2019’a dönük sağda solda muhtelif arayışlar içinde olanlar, çeşitli oyun kurucular şimdi şaşkınlık içindedirler; haklı olarak ne yapacaklarını bilememektedirler çünkü kurulacak oyun için artık ortada bir zemin kalmamıştır.
Bu ittifakın anlamı nedir?
“AK Parti ve MHP arasında oluşan mutabakat anlayışından sonra, ortaya çıkması muhtemel gelişmeler nelerdir?
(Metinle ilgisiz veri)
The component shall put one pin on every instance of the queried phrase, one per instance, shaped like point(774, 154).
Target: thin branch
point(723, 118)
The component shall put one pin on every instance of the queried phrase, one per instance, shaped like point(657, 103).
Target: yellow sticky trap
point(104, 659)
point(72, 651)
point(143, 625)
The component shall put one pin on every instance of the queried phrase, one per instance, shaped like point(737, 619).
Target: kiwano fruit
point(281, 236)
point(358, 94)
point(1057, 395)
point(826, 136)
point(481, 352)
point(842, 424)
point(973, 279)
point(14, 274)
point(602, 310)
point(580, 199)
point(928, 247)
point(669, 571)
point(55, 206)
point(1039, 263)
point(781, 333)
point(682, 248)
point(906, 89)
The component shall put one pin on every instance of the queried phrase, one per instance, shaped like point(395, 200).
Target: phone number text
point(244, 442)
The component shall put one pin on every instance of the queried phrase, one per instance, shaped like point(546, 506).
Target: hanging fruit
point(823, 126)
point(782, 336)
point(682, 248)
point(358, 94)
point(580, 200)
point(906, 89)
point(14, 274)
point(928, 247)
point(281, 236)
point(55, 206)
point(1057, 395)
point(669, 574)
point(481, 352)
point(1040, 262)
Cumhurbaşkanı Erdoğan’ın adaylığını koyması durumunda MHP’nin aday çıkarmayacağını açıklaması CHP açısından açık bir soruyu ortaya koymuştur: CHP’nin adayı kim olacaktır? Burada, CHP Genel Başkanı’nın aday olması gerektiği açıktır. 2019 seçimlerinde CHP’nin başka bir aday çıkarması asla söz konusu olamaz, çünkü bu seçim daha önceki Cumhurbaşkanı seçiminden tamamen farklıdır. Hükümet sistemi değişip başkanlık sistemine geçildiği için, partilerin göstereceği adaylar ülkeyi yönetmek için seçime katılacaklardır ve seçilmesi durumunda kendi hükümetini, kabinesini teşkil ederek doğrudan ülkeyi yönetecektir.”
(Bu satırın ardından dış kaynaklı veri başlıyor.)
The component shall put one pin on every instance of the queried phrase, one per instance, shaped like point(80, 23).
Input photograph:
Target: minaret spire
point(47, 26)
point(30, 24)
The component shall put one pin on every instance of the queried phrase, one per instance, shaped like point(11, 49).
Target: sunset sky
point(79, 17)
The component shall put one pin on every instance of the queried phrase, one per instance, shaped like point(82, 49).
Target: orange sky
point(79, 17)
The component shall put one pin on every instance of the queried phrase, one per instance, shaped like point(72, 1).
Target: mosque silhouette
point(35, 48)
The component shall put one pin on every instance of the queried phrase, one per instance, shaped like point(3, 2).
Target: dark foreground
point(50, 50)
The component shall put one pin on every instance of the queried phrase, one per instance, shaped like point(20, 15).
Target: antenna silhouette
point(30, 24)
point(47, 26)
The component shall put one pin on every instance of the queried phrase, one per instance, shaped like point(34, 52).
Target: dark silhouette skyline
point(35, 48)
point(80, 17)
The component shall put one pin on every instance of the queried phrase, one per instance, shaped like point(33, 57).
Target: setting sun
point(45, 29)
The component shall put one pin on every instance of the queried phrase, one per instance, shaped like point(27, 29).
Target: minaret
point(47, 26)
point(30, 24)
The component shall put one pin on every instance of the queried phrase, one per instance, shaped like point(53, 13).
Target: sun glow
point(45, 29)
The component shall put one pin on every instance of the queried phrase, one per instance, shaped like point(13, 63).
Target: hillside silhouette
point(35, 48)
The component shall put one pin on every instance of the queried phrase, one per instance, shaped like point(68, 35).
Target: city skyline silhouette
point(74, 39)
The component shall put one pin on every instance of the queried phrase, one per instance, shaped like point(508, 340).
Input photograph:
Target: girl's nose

Bu durumda ana muhalefet partisi olarak CHP’nin önündeki mesele, seçim kazanmak ve hükümetini kurmak üzere Genel Başkanı’nı aday olarak gösterip Türkiye’nin yönetimine talip olmaktır. CHP’nin böyle bir karar vermede tereddüt yaşaması, Genel Başkanı’nı aday göstermemesi ana muhalefet partisi olma konumuyla çelişir ki o zaman Genel Başkan’ın kendi işlevini kaybetmesi, varlığının gereğini inkâr etmesi anlamına gelen garip bir durum ortaya çıkar. Bunun manası açıktır: CHP ya Genel Başkanı’nı aday yapacaktır ya da Genel Başkan’ı partisinin Türkiye’nin yönetimine talip olmadığını açıklayarak aday olmayacaktır, bu ihtimal aynı zamanda CHP’de yeni lider arayışının başlangıcı olmaz mı?
Yolun sonu
Bir başka muhtemel gelişme ise, CHP’nin Meclis’teki diğer parti veya Meclis dışındaki partilerle ittifak yapması ihtimalidir. Burada CHP’nin önündeki problemlerden ilki HDP ile yapılacak ittifakla ilgidir. “Bu partinin Türkiye’nin barış projesi olan ‘çözüm sürecini’ bitiren terör örgütüne karşı tavır almak bir yana onun eylemlerini savunan, terör saldırılarına gerekçe üreten bir parti hüviyetindeyken, CHP’nin onunla ittifak/işbirliği yapması tam anlamıyla çıkmaza girmesi, siyaset yapma kabiliyetini kaybetmesi demek olacaktır. PKK/PYD yapılanmasının ABD’nin binlerce tır dolusu silah yardımıyla Suriye’yi parçalayıp, Türkiye’ye dönük saldırıları yöneten örgütün siyasi sözcüleriyle, etno/ faşizan, bir anlayışla ittifaka yönelmesi CHP için ancak yolun sonu olabilir.”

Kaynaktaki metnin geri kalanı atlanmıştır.